This is a fork from the TopicFlow project by Smith et al [1].
The original Github project includes all the necessary code to display visualization for data contained within each data folder project. The scripts required to generate said data in the original Github project, however, do not seem to be available.
This fork is a work-in-progress to create the data scripts pipeline to reuse TopicFlow for any other corpus besides Tweets.
This version of TopicFlow can be utilized to visualize Full Disclosure or Bugtraq datasets for PERCEIVE. A detailed notebook of how the data transformation pipeline works can be found in Data Transformation Pipeline for Full Disclosure- a Notebook.

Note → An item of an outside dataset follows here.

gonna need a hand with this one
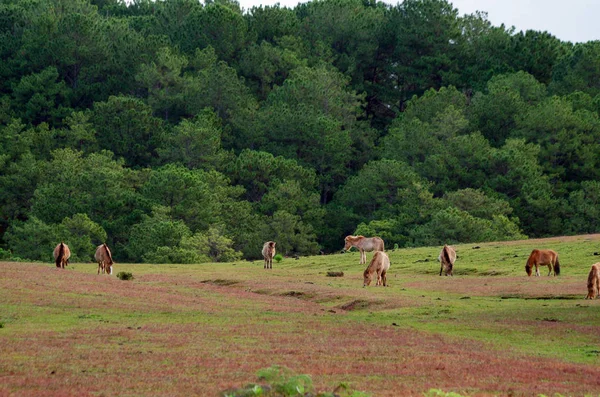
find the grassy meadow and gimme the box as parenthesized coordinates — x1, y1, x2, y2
(2, 235, 600, 396)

Git clone this project, and from the main directory, issue the following command:
python run.py -h
You will see the detailed usage of TopicFlow. To see the existing visualizations, simple issue python run.py
, and open a local server with the specified port number printed in the terminal.

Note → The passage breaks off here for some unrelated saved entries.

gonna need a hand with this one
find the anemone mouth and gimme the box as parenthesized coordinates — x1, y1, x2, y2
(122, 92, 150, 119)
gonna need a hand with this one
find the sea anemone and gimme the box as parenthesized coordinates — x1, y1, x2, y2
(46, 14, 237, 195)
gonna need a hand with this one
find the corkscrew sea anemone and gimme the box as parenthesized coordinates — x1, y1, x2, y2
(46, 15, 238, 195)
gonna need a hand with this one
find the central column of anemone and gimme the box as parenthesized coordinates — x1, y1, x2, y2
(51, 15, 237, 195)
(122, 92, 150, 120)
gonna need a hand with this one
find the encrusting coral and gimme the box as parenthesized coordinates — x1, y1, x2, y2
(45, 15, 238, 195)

Please note that this transformation pipeline only works for Full Disclosure data The functions in this pipeline only works for Full Disclosure datasets. To create a new project, the two specified directories after "-a" must contain the following files or sub-directories:
path_doc
|- yyyy_mm_index.txt
|- Full_Disclosure_Mailing_List_mmyyyy.csv
path_LDA
|- Document_Topic_Matrix
|- Topic_Flow
|- Topic_Term_Matrix
An example command to create a new project called "Fre" is:
python topicflow\run.py -n "Fre" -a "E:\documents\Learning Materials\from_UMD\projects\PERCEIVE\data\Full Disclosu re\2012 - Copy" "E:\documents\Learning Materials\from_UMD\projects\PERCEIVE\data\LDA_VEM\2012_k_10_12"
Notice that this program requires python3 environment. A detailed notebook of how the data transformation pipeline works can be found in Data Transformation Pipeline for Full Disclosure- a Notebook
.
Please see the data_model
folder in this repo. The editable files for the images are in XML and can be imported on Draw.io to be edited.
[1] Smith, Alison, Malik, Sana and Shneiderman, Ben. "Visual Analysis of Topical Evolution in Unstructured Text: Design and Evaluation of TopicFlow.." In Applications of Social Media and Social Network Analysis, edited by Przemyslaw Kazienko and Nitesh V. Chawla, 159-175. : Springer, 2015.